Hamas-Iran Bikin Pertumbuhan sektor ekonomi negara Israel Melambat

JAKARTA – Perekonomian ekonomi israel melambat pada kuartal kedua tahun ini. Perang dengan kelompok kelompok Hamas menyebabkan negeri Israel gagal mempertahankan pemulihan.
Perang selama berbulan-bulan dengan kelompok organisasi Hamas memberikan dampak buruk pada ekspor lalu investasi.
Produk domestik bruto (PDB) berkembang sebesar 1,2% secara tahunan pada periode April hingga Juni dibandingkan tiga bulan sebelumnya. Dan turun 1,4% dibandingkan kuartal yang digunakan serupa tahun lalu, menurut hitungan awal yang tersebut diterbitkan oleh Biro Statistik Pusat negara Israel pada Minggu.
Melansir dari times of Isreal, bilangan bulat yang disebutkan berada di area bawah ekspektasi para ekonom yang berkisar antara 2,3% hingga 5%. Sementara itu, secara per kapita, apabila disesuaikan dengan pertumbuhan penduduk, Produk Domestik Bruto mengalami kontraksi sebesar 0,4% pada kuartal kedua.
“Produk domestik bruto per kapita menyusut dibandingkan kuartal sebelumnya juga dibandingkan kuartal yang dimaksud serupa tahun lalu, bilangan bulat yang jelas menunjukkan kehancuran signifikan akibat konflik yang dimaksud sedang berlangsung terhadap perekonomian,” kata kepala ekonom bursa Bank Mizrahi Tefahot Ronen Menachem.
Selama kuartal kedua, produksi bidang usaha turun 1,9% oleh sebab itu ekspor barang lalu jasa turun 8,3%, menurut data biro statistik. Penyertaan Modal pada aset masih cuma meningkat sebesar 1,1%.

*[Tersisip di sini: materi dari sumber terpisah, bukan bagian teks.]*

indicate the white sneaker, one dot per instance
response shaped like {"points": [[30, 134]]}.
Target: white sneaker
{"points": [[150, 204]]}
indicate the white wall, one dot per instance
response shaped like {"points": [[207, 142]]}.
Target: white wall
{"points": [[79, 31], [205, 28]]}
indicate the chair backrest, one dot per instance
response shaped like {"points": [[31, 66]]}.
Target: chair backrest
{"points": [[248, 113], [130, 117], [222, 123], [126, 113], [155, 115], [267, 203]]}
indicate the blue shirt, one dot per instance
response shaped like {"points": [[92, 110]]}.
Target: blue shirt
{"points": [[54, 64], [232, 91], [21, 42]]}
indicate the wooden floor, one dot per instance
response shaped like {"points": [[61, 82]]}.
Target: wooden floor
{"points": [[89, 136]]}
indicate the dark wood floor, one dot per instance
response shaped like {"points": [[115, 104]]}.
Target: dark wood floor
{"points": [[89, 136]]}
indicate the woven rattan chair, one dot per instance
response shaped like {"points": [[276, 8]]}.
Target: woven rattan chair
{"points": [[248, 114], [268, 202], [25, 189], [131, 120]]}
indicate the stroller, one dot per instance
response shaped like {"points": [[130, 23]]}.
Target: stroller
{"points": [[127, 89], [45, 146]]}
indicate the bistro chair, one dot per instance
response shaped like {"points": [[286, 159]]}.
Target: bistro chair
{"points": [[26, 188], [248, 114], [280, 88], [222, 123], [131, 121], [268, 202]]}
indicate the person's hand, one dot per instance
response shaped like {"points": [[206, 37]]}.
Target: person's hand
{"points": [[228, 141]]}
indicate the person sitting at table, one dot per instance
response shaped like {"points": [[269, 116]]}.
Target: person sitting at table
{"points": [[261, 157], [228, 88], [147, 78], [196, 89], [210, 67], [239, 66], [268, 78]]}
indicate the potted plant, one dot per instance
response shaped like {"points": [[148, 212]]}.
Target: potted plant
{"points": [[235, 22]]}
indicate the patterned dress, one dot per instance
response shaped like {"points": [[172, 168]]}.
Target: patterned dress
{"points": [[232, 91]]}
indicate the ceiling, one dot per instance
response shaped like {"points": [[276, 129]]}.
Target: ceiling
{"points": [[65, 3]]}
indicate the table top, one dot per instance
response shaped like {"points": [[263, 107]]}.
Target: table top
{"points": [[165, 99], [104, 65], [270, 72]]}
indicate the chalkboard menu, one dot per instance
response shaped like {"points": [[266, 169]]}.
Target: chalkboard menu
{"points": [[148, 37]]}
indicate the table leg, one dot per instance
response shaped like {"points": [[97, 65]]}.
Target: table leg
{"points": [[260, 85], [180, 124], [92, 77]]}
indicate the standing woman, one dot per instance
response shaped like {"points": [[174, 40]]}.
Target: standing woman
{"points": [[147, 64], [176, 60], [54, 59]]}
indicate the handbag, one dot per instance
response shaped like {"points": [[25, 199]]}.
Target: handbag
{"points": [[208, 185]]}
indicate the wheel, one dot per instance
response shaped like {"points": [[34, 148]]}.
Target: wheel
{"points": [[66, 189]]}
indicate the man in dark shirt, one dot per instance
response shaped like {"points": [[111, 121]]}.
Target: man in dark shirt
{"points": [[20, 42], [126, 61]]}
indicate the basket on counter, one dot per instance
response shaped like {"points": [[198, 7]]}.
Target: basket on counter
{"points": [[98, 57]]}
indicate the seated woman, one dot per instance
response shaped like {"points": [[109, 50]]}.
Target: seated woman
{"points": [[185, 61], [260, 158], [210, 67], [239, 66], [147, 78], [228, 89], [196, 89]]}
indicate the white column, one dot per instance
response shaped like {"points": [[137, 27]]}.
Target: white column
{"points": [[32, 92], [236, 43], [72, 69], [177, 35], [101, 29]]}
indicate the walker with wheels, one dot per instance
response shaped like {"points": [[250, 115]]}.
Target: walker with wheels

“Pertumbuhan Produk Domestik Bruto mengecewakan pada kuartal kedua lantaran kontraksi ekspor (barang dan juga jasa) juga lemahnya investasi,” kata Jonathan Katz, kepala ekonom pada Leader Capital Markets.
Bersamaan dengan pertempuran di area Gaza, sekutu organisasi Hamas yang digunakan didukung Iran, Hizbullah, melancarkan serangan roket setiap hari ke tanah Israel utara selama 10 bulan terakhir. Baku tembak dengan pasukan negara Israel serta memicu perasaan khawatir bahwa serangan kelompok yang disebutkan dapat meningkat menjadi konflik besar-besaran.
Puluhan ribu penduduk di tempat dekat perbatasan Israel-Lebanon telah lama mengungsi akibat kekerasan tersebut, kemudian situasi keamanan sudah pernah mengganggu aktivitas tenaga kerja juga industri pada komunitas selatan lalu utara.